Said no passenger ever.


----------



## limepro (Mar 7, 2015)

Ace Richards is that you?


----------



## AceManShow (Sep 24, 2015)

limepro said:


> Ace Richards is that you?


It's not AceRichards sorry


----------



## Fauxknight (Aug 12, 2014)

AceManShow said:


> * Watch this ---> Before you buy a car for uber !!*


Yes, because Uber will have these on the road in the next year or two, causing any vehicle choice we make now to be obsolete.


----------



## doyousensehumor (Apr 13, 2015)

I would feel like a real man being seen in one of those


----------



## ColdRider (Oct 19, 2015)

I can't wait!


----------



## UberLefty (Oct 8, 2015)

Fauxknight said:


> Yes, because Uber will have these on the road in the next year or two, causing any vehicle choice we make now to be obsolete.

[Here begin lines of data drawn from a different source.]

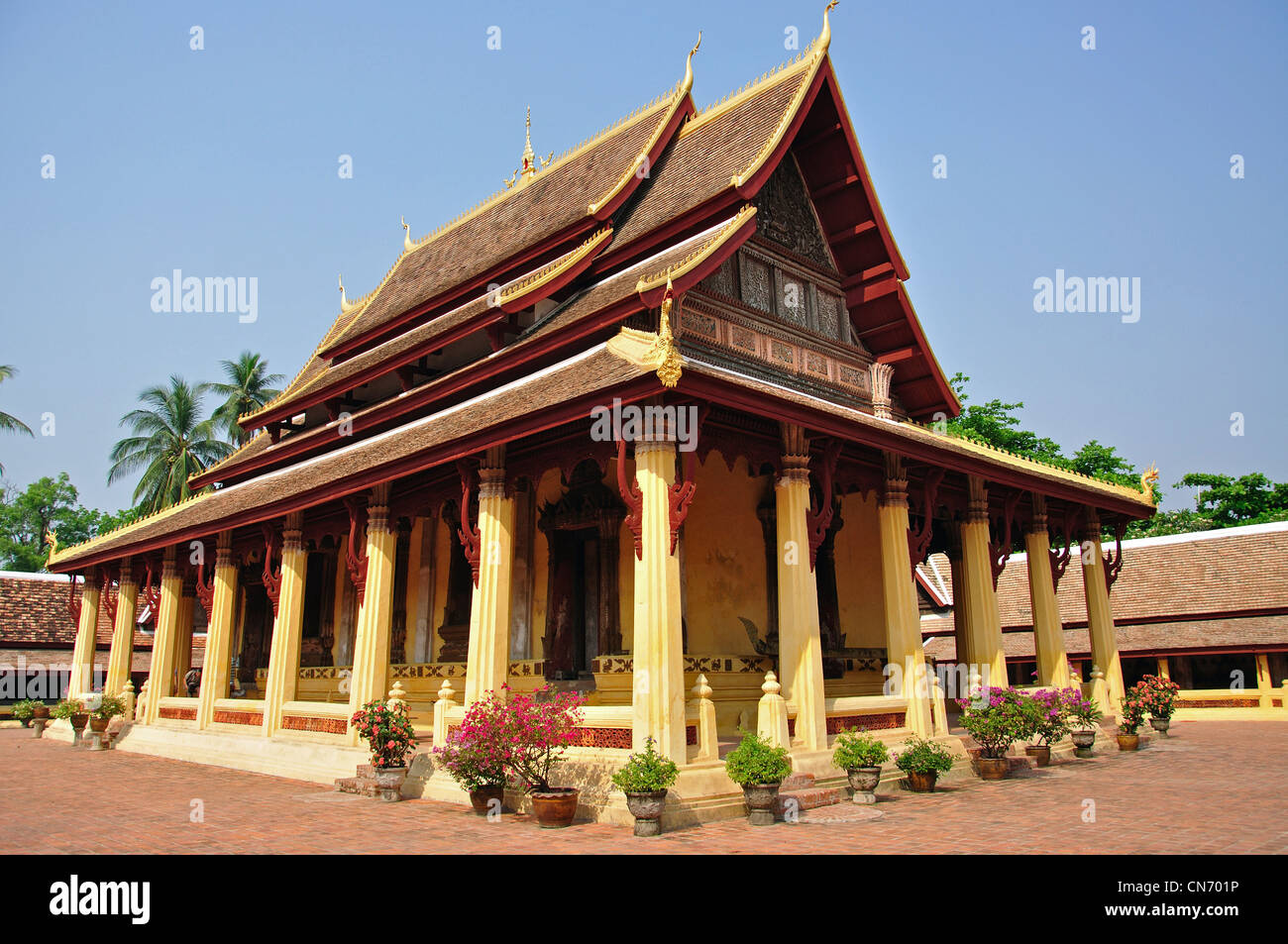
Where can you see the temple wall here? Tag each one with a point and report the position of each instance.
(858, 575)
(724, 550)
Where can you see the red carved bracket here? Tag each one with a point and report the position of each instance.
(819, 518)
(271, 579)
(1060, 558)
(468, 533)
(1000, 552)
(634, 498)
(206, 588)
(918, 541)
(1115, 558)
(73, 601)
(110, 599)
(356, 562)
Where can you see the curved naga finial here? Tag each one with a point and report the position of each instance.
(825, 37)
(1147, 479)
(688, 65)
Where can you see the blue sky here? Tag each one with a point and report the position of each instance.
(1107, 162)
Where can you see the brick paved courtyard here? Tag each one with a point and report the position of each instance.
(1215, 787)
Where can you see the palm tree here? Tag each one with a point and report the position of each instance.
(249, 387)
(11, 424)
(170, 443)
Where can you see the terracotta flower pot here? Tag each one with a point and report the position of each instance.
(863, 782)
(761, 798)
(993, 768)
(482, 800)
(1041, 754)
(647, 809)
(389, 782)
(555, 807)
(922, 781)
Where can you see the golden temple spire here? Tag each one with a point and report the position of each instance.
(529, 165)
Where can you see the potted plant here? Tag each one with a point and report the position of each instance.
(1131, 719)
(644, 780)
(861, 756)
(389, 736)
(1160, 697)
(108, 707)
(24, 711)
(1048, 717)
(537, 729)
(996, 719)
(922, 762)
(476, 754)
(1085, 719)
(75, 712)
(759, 769)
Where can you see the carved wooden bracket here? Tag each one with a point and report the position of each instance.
(110, 599)
(1060, 558)
(634, 498)
(356, 562)
(206, 588)
(271, 579)
(1115, 558)
(73, 601)
(151, 594)
(1000, 552)
(918, 541)
(468, 533)
(818, 519)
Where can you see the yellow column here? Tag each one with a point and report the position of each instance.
(905, 651)
(487, 660)
(657, 694)
(162, 640)
(80, 682)
(375, 616)
(983, 623)
(123, 633)
(283, 657)
(1047, 630)
(214, 673)
(800, 649)
(1100, 618)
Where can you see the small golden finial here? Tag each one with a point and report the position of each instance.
(825, 37)
(665, 356)
(688, 65)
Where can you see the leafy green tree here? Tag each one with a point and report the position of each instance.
(170, 443)
(995, 423)
(11, 424)
(46, 505)
(1247, 500)
(249, 386)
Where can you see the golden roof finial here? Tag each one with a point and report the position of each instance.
(825, 37)
(665, 356)
(688, 65)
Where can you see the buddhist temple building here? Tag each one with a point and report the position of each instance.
(653, 421)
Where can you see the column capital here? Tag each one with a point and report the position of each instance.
(977, 502)
(894, 487)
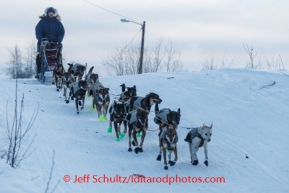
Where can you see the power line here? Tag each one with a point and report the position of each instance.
(131, 40)
(109, 11)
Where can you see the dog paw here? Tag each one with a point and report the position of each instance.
(172, 163)
(195, 162)
(133, 143)
(159, 158)
(206, 163)
(137, 149)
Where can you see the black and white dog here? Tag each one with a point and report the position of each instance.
(67, 81)
(168, 122)
(137, 122)
(199, 137)
(117, 113)
(57, 76)
(100, 100)
(166, 116)
(76, 71)
(77, 91)
(91, 78)
(145, 102)
(127, 94)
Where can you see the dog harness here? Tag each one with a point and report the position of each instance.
(75, 87)
(74, 69)
(162, 137)
(194, 133)
(162, 115)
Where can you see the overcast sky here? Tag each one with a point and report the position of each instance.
(196, 27)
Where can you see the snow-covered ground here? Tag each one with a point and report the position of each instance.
(249, 117)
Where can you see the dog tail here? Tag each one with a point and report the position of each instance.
(157, 108)
(122, 87)
(90, 70)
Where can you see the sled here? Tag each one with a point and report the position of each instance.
(50, 57)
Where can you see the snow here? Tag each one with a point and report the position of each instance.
(249, 119)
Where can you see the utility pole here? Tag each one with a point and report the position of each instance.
(141, 50)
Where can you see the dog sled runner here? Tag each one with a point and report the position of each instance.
(49, 57)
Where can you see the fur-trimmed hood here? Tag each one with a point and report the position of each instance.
(56, 15)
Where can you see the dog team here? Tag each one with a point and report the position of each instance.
(132, 111)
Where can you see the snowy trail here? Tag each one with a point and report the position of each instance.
(247, 121)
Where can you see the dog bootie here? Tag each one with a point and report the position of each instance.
(109, 130)
(121, 135)
(206, 163)
(172, 163)
(188, 138)
(159, 158)
(92, 107)
(195, 162)
(101, 118)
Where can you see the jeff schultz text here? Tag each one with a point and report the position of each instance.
(137, 178)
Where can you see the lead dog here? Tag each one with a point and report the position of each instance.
(137, 120)
(100, 100)
(58, 76)
(90, 78)
(77, 91)
(76, 71)
(67, 81)
(168, 141)
(117, 112)
(197, 138)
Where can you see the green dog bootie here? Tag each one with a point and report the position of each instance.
(109, 130)
(121, 135)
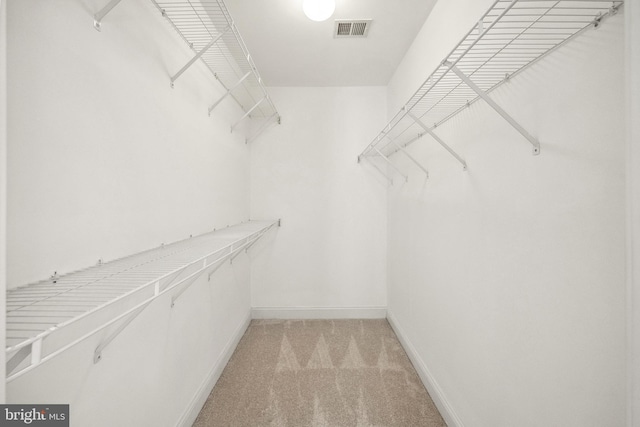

A year or two? Doubtful. Volvo and Mercedes can't even make self driving cars that don't run people over yet. This is infant tech that is going to take time to develop, and more than likely will need tons of safety testing in the wake of the accidents at Volvo (where the developers were run over by their own car).


----------



## Fauxknight (Aug 12, 2014)

UberLefty said:


> A year or two? Doubtful. Volvo and Mercedes can't even make self driving cars that don't run people over yet. This is infant tech that is going to take time to develop, and more than likely will need tons of safety testing in the wake of the accidents at Volvo (where the developers were run over by their own car).


You may want to turn up the sensitivity on your sarcasm detecor...or if you're just responding to respond then all is good.


----------



## UberLefty (Oct 8, 2015)

Just upping my post count, and educating those who are buying this stuff.


----------



## ColdRider (Oct 19, 2015)

UberLefty said:


> A year or two? Doubtful. Volvo and Mercedes can't even make self driving cars that don't run people over yet. This is infant tech that is going to take time to develop, and more than likely will need tons of safety testing in the wake of the accidents at Volvo (where the developers were run over by their own car).


Lmao


----------



## 2oo2rude (Oct 28, 2015)

Yeah it would take more then 2 years. I give it about 5.


----------



## Rivmage (Oct 15, 2015)

Honda says 2030 before self driving cars hit the main stream.


----------



## KGB7 (Apr 23, 2015)

2150 in DC. 

Do to the rush hour human foot traffic in DC, humans are years away from programing any computer that will drive a self driving car. We have to run red lights to make turns during rush hour. Self driving cars will only create even MORE traffic for hours.


----------